Discussion in 'Other psychosomatic news and research' started by Andy, Jul 28, 2021.

  1. Andy

    Andy Committee Member

    Messages:
    22,781
    Location:
    Hampshire, UK
    Abstract

    Biopsychosocial intervention has been suggested as a complementary treatment strategy for patients with chronic conditions. We compared the effect of a mind–body intervention (MBI), relative to treatment-as-usual (TAU) on WHO-5 Well-being Index during an intensive period of 12 weeks and follow-up at week 26 among patients with either psoriasis (PsO) or rheumatoid arthritis (RA). The MBI was based on the ‘Relaxation Response Resiliency Program’ and the ‘Open and Calm Program’, as well as ‘Mindfulness Based Stress Reduction’ (MBSR). The trial was randomized, management-as-usual, and controlled. Statistical analyses were based on the intention-to-treat population using repeated measures and mixed effects models (NCT03888261).

    We screened 39 potential participants, 35 of which (PsO, n = 20; RA, n = 15) met the eligibility criteria and were randomized: 17 in the MBI group and 18 in the TAU group. Attrition from the intervention program was 19%, with 65% of MBI patients and 71% of TAU patients completing the outcome assessments. After 12 weeks, a statistically significant difference in WHO-5 was observed between the groups (p = 0.019). However, according to the protocol, during the entire trial period, the average (least squares mean values) WHO-5 score was higher although not statistically significant in the MBI group (65.3) compared with the TAU group (59.1), corresponding to a between-group difference over 26 weeks of 6.15 (95% CI: −0.26 to 12.56; p = 0.060). All things considered, adding biopsychosocial intervention to clinical practice to patients with conditions, such as PsO and RA, could potentially improve health-related quality of life.

    Open access, https://www.mdpi.com/2077-0383/10/14/3107/htm
     
  2. Mithriel

    Mithriel Senior Member (Voting Rights)

    Messages:
    2,816
    Not statistically significant means that the treatment did not work. Unless the results are identical in each group one has to be higher than the other but it has no meaning for care.

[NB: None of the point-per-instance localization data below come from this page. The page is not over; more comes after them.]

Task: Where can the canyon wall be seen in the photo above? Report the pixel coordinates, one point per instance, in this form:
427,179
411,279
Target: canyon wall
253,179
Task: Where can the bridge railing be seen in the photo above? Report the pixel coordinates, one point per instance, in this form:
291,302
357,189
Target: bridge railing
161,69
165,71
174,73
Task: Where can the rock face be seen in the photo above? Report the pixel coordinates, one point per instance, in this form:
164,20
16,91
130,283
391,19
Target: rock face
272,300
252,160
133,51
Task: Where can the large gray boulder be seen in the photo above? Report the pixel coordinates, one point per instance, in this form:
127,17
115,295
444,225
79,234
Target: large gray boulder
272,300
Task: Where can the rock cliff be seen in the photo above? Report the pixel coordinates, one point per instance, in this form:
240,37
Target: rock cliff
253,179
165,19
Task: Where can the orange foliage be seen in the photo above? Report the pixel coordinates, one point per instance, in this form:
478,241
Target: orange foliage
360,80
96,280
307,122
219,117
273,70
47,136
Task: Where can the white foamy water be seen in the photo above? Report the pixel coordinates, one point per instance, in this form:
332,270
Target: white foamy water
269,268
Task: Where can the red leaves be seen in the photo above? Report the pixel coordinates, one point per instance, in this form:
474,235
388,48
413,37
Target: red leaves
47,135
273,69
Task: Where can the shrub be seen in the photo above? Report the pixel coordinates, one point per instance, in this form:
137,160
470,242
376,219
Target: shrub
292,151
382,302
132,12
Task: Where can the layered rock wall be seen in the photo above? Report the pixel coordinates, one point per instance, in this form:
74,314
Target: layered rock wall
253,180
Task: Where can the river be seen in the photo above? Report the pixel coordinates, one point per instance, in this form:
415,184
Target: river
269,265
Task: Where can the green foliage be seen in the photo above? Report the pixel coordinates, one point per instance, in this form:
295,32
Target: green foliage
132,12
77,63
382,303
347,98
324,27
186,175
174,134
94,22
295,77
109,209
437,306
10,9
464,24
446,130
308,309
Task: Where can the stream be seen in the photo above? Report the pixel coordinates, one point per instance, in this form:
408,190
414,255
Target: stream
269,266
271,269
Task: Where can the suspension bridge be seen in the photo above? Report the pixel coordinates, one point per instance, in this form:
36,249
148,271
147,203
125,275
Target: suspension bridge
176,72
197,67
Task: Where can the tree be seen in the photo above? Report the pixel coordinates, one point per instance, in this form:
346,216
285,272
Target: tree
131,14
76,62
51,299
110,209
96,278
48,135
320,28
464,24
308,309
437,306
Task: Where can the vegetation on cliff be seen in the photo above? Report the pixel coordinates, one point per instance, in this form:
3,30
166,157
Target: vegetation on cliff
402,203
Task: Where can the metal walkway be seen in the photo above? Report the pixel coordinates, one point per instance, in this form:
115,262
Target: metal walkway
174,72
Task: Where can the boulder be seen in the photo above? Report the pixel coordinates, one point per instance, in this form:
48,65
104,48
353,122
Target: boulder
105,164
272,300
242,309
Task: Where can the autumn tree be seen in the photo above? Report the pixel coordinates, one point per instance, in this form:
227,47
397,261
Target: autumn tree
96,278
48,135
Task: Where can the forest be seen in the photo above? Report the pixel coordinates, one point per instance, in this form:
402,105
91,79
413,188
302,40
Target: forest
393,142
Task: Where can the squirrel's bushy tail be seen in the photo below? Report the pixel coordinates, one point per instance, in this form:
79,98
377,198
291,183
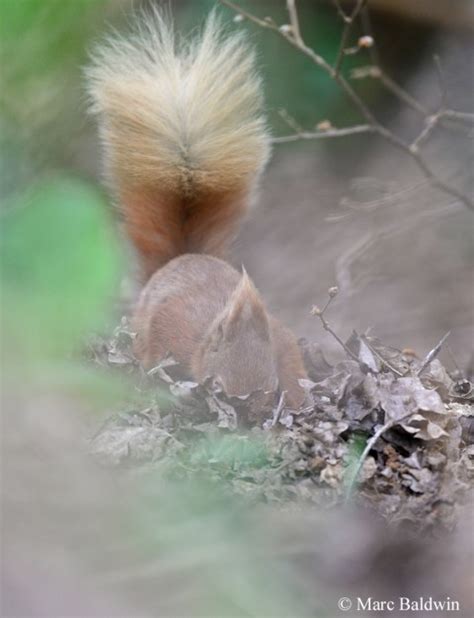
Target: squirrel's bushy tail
183,132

    There have been so many studies done yet they are all negative or show just a slight effect. It is like adding up your savings, no amount of recounting will make the total higher.
     
  3. Snow Leopard

    Snow Leopard Senior Member (Voting Rights)

    Messages:
    3,860
    Location:
    Australia
    Or it means the effect is too small to be detected with the given sample size.

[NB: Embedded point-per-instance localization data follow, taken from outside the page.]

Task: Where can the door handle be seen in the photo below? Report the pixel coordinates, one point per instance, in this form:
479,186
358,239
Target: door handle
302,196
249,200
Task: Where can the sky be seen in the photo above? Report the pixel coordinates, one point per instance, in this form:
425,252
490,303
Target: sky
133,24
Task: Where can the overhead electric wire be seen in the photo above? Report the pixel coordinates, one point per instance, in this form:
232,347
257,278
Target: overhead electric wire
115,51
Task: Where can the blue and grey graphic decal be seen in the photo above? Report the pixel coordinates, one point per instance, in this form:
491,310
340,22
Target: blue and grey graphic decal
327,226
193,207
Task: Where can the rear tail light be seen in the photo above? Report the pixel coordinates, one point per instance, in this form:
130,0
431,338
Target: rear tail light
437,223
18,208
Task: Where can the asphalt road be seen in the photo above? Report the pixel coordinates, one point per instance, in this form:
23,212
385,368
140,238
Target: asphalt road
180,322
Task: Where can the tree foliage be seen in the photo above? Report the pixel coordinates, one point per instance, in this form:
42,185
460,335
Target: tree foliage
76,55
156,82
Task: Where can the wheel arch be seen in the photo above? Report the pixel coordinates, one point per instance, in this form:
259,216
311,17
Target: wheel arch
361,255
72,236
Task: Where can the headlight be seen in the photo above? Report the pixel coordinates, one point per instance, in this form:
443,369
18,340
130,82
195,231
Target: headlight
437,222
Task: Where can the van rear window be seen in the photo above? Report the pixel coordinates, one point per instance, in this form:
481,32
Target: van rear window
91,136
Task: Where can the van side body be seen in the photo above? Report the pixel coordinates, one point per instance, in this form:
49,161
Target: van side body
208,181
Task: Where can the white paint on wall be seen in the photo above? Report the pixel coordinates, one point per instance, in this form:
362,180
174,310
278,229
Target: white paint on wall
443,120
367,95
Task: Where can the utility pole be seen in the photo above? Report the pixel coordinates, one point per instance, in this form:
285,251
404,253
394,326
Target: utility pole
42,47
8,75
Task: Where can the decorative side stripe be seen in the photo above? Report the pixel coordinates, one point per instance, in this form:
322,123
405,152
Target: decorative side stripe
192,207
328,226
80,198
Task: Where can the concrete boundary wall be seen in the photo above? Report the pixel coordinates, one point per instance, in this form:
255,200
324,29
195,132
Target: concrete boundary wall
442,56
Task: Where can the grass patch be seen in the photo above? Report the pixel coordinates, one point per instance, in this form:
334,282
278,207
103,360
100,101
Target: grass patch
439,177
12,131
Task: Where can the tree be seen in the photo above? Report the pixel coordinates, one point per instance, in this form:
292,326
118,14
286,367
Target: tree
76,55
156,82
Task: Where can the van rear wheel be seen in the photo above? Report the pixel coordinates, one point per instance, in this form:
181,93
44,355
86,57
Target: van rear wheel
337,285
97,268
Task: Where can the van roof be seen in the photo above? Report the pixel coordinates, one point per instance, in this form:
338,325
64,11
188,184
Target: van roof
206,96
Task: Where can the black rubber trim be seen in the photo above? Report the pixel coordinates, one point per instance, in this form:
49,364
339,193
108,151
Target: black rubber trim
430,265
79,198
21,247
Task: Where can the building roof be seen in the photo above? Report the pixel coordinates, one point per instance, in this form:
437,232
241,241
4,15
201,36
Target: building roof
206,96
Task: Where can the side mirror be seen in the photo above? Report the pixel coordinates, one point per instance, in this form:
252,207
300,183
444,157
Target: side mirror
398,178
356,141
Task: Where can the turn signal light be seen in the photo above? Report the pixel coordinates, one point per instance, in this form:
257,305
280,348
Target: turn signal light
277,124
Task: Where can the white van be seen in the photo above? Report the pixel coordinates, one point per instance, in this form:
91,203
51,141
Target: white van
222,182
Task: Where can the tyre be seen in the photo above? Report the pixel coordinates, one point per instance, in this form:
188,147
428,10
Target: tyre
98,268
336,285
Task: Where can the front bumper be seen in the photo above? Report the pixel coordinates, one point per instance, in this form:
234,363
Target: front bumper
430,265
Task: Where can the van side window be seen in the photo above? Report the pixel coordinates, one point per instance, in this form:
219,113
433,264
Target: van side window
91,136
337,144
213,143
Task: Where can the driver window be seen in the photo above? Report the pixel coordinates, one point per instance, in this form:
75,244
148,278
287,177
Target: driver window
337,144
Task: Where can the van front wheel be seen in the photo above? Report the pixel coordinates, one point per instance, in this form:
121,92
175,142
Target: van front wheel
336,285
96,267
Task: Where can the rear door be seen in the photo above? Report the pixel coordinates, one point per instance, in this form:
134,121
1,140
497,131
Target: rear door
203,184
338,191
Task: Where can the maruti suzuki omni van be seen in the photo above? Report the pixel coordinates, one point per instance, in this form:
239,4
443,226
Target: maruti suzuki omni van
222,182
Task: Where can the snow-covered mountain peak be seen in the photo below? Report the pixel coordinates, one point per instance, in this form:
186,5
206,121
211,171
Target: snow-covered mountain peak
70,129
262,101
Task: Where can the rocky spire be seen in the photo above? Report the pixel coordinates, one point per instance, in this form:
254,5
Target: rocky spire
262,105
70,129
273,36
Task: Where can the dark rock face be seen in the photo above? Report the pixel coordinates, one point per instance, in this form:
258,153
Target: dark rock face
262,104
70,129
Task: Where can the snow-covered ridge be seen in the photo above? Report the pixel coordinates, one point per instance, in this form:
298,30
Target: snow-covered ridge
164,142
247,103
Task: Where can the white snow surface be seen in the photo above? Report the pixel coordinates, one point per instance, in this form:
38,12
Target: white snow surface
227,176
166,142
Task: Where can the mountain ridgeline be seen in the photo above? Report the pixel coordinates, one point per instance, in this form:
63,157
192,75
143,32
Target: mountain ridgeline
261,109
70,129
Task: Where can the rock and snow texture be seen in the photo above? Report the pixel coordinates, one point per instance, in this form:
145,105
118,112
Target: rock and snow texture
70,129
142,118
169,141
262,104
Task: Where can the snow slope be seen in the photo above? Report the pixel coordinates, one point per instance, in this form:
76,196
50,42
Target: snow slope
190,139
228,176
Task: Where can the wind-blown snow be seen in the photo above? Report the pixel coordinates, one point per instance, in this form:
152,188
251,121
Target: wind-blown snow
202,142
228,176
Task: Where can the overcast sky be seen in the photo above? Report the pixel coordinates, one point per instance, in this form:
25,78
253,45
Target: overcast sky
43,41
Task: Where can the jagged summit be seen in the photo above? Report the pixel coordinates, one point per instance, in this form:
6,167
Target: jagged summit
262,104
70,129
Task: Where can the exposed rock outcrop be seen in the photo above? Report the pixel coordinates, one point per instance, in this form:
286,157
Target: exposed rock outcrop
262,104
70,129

    But if you need 100 people to demonstrate a small effect, chances are the intervention is almost useless anyway.
     
  4. rvallee

    rvallee Senior Member (Voting Rights)

    Messages:
    13,352
    Location:
    Canada
    As long as the generic and unreliable primary outcome is not considered. Or anything is considered really.

    Is this really what medicine wants to be about? Being more expensive alternative medicine? Because this is far more expensive than non-official alternative medicine and it's just as useless.

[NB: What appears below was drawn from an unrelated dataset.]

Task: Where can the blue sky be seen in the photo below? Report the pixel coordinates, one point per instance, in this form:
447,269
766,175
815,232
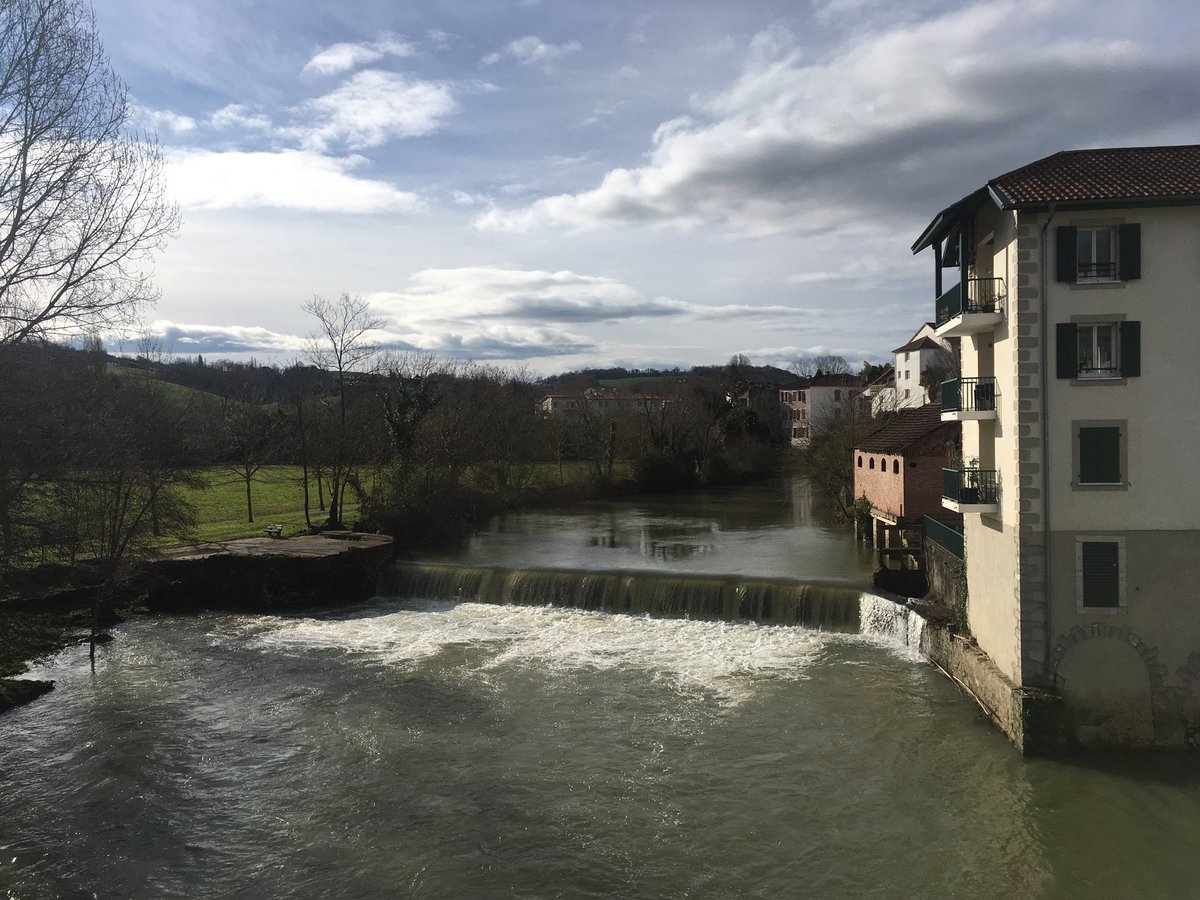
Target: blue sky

    What is even the point of pretending this is research when even when they have negative findings they argue that it could potentially be useful, even though this is allegedly what they should be doing? Because no one trusts findings in this field unless they validate their own opinions. So in the end all these people are doing is studying themselves and the versions of illness they invented in their minds, complete navel-gazing.
     
  5. cassava7

    cassava7 Senior Member (Voting Rights)

    Messages:
    1,051
    This is especially true of a trial design that maximizes performance bias, and even more so for subjective outcomes. The control group did not receive any particular attention, while the intervention group was "intensive[ly]" cared for by the therapists:

    We compared the effect of a mind–body intervention (MBI), relative to treatment-as-usual (TAU) on WHO-5 Well-being Index during an intensive period of 12 weeks
    The abstract fairly reported the results per the trial protocol, which is more than can be said for most publications in this field. Unfortunately, it should be the norm, not the exception -- and the conclusion was positively spun.